Data regarding this topic are limited to small retrospective studies. Early mortality is lower with DESs compared with coronary artery bypass in patients with ESRD. Rate of reintervention is significantly higher in the DES cohort. At a mean pooled follow-up of two years, both mortality and MACCE are comparable in both cohorts.

摘要

背景

终末期肾病(ESRD)患者多支冠状动脉疾病的最佳治疗方案尚未确定。

研究目的

比较ESRD患者接受药物洗脱支架(DES)经皮介入治疗与冠状动脉旁路移植术(CABG)后的临床不良事件。

方法

检索MEDLINE、科学网和Scopus数据库,查找2000年1月至2013年8月期间发表的英文相关研究。
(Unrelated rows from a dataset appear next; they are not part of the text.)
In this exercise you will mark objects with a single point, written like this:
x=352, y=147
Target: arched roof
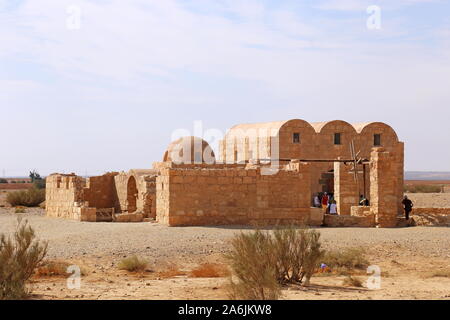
x=319, y=126
x=142, y=172
x=361, y=127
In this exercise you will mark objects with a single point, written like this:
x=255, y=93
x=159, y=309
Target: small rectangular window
x=377, y=139
x=337, y=138
x=198, y=157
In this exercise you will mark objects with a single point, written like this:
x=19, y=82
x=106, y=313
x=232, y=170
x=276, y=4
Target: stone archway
x=132, y=194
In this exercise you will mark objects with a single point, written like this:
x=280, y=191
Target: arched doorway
x=132, y=195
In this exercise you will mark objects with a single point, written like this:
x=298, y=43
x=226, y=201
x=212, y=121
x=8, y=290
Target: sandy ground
x=430, y=200
x=408, y=257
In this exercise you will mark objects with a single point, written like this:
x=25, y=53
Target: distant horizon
x=416, y=174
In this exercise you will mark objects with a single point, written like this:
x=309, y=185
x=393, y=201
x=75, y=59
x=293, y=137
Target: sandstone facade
x=264, y=174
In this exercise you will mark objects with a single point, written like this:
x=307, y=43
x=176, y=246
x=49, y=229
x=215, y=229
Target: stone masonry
x=264, y=174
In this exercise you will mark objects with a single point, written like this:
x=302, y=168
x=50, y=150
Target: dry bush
x=209, y=270
x=52, y=268
x=441, y=274
x=253, y=263
x=26, y=198
x=171, y=271
x=352, y=282
x=347, y=259
x=133, y=264
x=423, y=188
x=20, y=255
x=19, y=210
x=297, y=253
x=262, y=262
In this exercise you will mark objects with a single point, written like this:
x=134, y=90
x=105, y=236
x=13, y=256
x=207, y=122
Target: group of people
x=326, y=202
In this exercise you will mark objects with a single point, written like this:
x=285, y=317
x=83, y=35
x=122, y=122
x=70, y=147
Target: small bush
x=441, y=274
x=254, y=265
x=209, y=270
x=133, y=264
x=349, y=258
x=171, y=271
x=263, y=262
x=39, y=184
x=297, y=253
x=20, y=255
x=19, y=210
x=352, y=282
x=26, y=198
x=423, y=188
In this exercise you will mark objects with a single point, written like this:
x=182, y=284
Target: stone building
x=264, y=173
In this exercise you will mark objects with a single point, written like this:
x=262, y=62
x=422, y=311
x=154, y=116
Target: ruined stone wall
x=221, y=194
x=384, y=187
x=345, y=188
x=64, y=196
x=120, y=182
x=316, y=141
x=101, y=191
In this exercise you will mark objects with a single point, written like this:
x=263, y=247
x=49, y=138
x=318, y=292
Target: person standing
x=325, y=202
x=316, y=201
x=408, y=205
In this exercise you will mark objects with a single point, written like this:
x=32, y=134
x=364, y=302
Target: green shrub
x=262, y=262
x=253, y=264
x=423, y=188
x=352, y=282
x=349, y=258
x=20, y=255
x=26, y=198
x=133, y=264
x=39, y=184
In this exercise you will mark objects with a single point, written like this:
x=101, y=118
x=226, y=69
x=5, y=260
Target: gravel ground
x=73, y=239
x=430, y=200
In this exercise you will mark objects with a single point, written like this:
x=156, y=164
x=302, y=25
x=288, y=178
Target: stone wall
x=316, y=141
x=225, y=195
x=64, y=196
x=384, y=195
x=431, y=216
x=345, y=188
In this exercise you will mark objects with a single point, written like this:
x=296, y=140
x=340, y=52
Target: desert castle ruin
x=265, y=173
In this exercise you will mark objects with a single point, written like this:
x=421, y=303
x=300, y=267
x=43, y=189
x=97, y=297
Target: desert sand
x=408, y=257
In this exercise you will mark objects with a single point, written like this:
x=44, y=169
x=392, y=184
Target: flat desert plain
x=414, y=261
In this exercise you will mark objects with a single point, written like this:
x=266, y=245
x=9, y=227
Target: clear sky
x=94, y=86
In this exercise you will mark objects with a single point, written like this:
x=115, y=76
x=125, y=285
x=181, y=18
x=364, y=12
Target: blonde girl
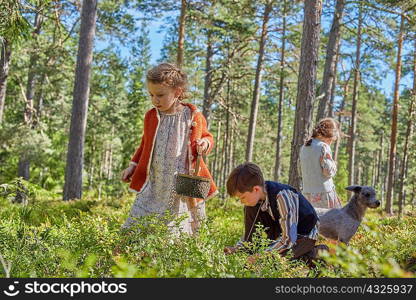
x=174, y=132
x=318, y=167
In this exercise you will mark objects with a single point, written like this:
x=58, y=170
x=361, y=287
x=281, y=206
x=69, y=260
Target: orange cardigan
x=143, y=155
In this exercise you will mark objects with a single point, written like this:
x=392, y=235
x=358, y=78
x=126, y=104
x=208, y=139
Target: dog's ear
x=354, y=188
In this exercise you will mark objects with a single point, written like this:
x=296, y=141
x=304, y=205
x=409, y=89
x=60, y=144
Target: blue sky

采用Peto法和随机效应模型估计合并比值比(OR)。数据以95%置信区间表示;p<0.05具有统计学意义。

结果

纳入5项观察性研究(12035例DES患者;6317例CABG患者),随访期为27.4±6.3个月。DES组的早期死亡率(CABG组为8%,DES组为2.6%)较低(OR 0.29[0.14 - 0.59];p = 0.0006;I² = 18%)。DES组再次干预的可能性更大(DES组为29%,CABG组为12%)(OR 3.72[2.24 - 6.18]:p<0.0001)。两组的晚期死亡率(27.4±7.3个月)相当(OR 0.72[0.40 - 1.29];p = 0.27)。虽然DES组患者发生主要不良心脑血管事件(MACCE)的发生率(32%)略高于CABG组(25%),但差异无统计学意义(1.35[0.72 - 2.53];p = 0.35;I² = 30%)。

结论

关于该主题的数据仅限于小型回顾性研究。与冠状动脉旁路移植术相比,ESRD患者使用DES的早期死亡率较低。DES组再次干预率显著更高。在平均两年的汇总随访中,两组的死亡率和MACCE相当。